Saturday, June 18, 2011

Secret

I have a confession to make.

In the two years we spent before getting Olivia's eventual diagnosis of 5p-, I often said to my mom that I was so very glad that whatever was making Olivia weak and physically delayed didn't show up on her face.

I know.

That's awful, isn't it? We should all be working toward a world that accepts everyone, no matter what.

Physical beauty shouldn't be more important than emotional maturity, or kindness, or even intelligence.

But it is.

And while I'm all for changing the world, I didn't want my child to have to be the one to do it. I didn't want her to face more challenges than she already faced. She was already weak, already behind her peers in most areas.

I was glad that when we were out and about, doing our everyday chores, people looking at this sweet little girl only saw a pretty child, perhaps a little spoiled because she was still being carried at two years old. Looking at her, they had no idea that she was being carried because she couldn't walk.

The reason it took us two years to get her diagnosis is because even though I found the syndrome and connected the dots and KNEW that it fit so much about Olivia before she was even a year old, every doctor I mentioned it to looked at her perfectly beautiful face and declared that it wasn't possible for her to have a chormosomal disorder.

And I was glad for that.

And I'm kind of ashamed of my own shallowness.

Sure, I've always thought both of my girls are beautiful but to hear a medical professional declare her to be too pretty to have this syndrome gave me a sense of relief.

And that's shameful. We shouldn't put so much importance on physical beauty. I know that.

But my confession is that even today, I'm grateful that when we're around people who don't know about O's syndrome, they simply don't know. They have no clue. They don't wonder what's wrong with her because to look at her, to watch her run, to listen to her talk, the random person on the street never even wonders if there is something wrong with her.

And I'm glad.
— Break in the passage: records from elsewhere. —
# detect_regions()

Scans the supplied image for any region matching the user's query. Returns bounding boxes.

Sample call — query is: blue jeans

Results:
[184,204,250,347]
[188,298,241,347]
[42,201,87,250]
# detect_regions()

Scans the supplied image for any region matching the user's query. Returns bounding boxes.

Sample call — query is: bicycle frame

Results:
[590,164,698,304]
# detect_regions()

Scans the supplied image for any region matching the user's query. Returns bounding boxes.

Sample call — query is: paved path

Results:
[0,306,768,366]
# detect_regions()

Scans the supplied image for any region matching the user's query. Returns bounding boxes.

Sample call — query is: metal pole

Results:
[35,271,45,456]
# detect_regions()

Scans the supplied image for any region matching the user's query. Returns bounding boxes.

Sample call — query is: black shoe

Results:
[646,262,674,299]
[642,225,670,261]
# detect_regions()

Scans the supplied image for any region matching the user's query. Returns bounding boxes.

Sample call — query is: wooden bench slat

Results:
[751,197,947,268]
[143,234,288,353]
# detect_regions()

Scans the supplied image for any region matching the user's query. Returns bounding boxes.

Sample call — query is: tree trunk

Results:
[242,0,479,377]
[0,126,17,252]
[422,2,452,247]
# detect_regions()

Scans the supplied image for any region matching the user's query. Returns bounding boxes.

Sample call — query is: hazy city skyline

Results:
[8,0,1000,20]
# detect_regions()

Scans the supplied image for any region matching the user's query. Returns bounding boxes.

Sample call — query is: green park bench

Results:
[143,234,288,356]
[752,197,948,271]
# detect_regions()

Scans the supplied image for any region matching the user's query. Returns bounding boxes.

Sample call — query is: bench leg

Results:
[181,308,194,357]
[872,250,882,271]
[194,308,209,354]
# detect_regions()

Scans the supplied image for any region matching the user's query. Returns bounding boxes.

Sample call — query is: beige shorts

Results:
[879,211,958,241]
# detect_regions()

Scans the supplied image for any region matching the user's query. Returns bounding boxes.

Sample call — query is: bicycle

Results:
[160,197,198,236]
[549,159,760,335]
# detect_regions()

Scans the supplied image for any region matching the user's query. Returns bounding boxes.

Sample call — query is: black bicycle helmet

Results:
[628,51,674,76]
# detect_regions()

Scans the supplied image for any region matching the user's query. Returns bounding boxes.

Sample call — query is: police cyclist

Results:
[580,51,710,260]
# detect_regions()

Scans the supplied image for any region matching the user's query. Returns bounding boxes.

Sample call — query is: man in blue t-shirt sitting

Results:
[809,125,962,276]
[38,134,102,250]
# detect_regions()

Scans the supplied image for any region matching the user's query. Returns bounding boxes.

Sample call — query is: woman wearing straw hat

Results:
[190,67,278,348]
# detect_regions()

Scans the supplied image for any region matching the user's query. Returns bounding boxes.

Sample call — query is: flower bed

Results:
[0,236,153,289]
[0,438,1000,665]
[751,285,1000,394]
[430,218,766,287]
I'm glad that she's just another little four year old running around the playsets set up on the garden center in Menards. I'm glad she's just a pretty little girl running after her sister, laughing at her whiny cousin, asking her mom for that box of Tangled fruit chews.

I'm glad that she doesn't have that extra issue to overcome as she grows. She's still weak, she still needs occupational therapy once she's in school to help strengthen her hands but she won't have to overcome prejudice due to the features on her face. And as her mother, I'm so grateful for that. I'm grateful and ashamed of my own gratefulness.

That is my confession.

1 comment:

Anonymous said...

Tommie... I don't think you need to be ashamed of that confession. NObody wants their child to have extra struggles and to be judged and labled for the way the look. Being glad and grateful that your child looks the way she does is natural and wonderful.

As a parent with a child that has obvious physical disabilities and as a sister to a brother with bilateral cleft lip and palate and as an aunt to a niece with unilateral cleft lip, I understand how heart breaking it is to stand by and see the person you love so dearly get judged, and pitied, and made fun of for the way they look... And though anyone who really knows them loves them and thinks they are absolutely beautiful just the way they are, we still wish they didn't have to have all that extra "stuff" that makes life that much harder.